With the Department of Justice actively investigating and settling with major insurers over billing practices, how is this heightened regulatory scrutiny likely to alter plan behavior? Beyond fines, what specific operational or compliance changes do you anticipate insurers will implement in response?
The increased scrutiny from the Department of Justice is definitely turning up the heat. A fine, even a massive one like the record $556 million settlement with Kaiser Permanente affiliates, can sometimes be treated by a large corporation as just a cost of doing business. However, the threat of ongoing investigations and the associated reputational damage is a much stronger motivator for change. I anticipate we’ll see insurers investing heavily in internal compliance and auditing systems. They’ll likely implement more robust chart review protocols and AI-powered tools designed not just to maximize coding, but to validate it against clinical evidence to avoid crossing the line into fraud. Operationally, this means hiring more compliance officers, conducting more rigorous training for their coding staff, and creating stricter internal guardrails on what can and cannot be submitted for risk adjustment. It forces a cultural shift, however slow, from “what can we get away with?” to “what can we defend under a federal microscope?”
What is your forecast for the Medicare Advantage payment model over the next five years?
My forecast is that we are heading for a significant recalibration. The current model, with its massive overpayments and misaligned incentives, is becoming politically and fiscally unsustainable. The $76 billion figure is simply too large to ignore. Over the next five years, I expect to see a multi-pronged approach from regulators and Congress. First, risk adjustment models like V28 will continue to be refined, becoming more sophisticated and targeted to penalize outlier coding behavior rather than applying blunt, across-the-board cuts.
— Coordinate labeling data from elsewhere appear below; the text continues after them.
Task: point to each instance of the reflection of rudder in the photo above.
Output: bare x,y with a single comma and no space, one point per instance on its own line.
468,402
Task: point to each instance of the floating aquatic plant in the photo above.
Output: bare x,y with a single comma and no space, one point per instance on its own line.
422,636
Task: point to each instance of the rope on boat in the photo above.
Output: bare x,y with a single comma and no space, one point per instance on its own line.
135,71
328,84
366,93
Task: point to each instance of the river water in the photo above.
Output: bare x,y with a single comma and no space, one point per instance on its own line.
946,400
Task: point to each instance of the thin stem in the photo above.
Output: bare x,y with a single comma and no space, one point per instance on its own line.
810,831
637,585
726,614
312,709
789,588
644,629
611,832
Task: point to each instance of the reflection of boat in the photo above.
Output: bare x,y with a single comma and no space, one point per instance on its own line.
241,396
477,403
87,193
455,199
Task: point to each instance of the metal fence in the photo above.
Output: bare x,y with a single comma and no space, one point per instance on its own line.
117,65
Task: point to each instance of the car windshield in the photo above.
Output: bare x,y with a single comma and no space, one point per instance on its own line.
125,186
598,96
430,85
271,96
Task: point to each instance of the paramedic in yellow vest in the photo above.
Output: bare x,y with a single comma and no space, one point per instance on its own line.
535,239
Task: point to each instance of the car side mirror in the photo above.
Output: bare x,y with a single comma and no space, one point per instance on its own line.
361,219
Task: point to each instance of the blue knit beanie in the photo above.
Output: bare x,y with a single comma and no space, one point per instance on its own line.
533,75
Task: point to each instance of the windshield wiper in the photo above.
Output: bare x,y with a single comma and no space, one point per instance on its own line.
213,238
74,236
Second, there will be a much stronger legislative push for data transparency, forcing plans to open their books on spending and outcomes. Finally, and most importantly, I believe we will see the beginning of a fundamental shift in the payment chassis itself—a move toward value-based payments that reward plans for demonstrably improving health and lowering total costs, rather than just for being good at paperwork. The program won’t be scrapped, but the pressure to align its payments with its original promise of efficiency and better care will be immense.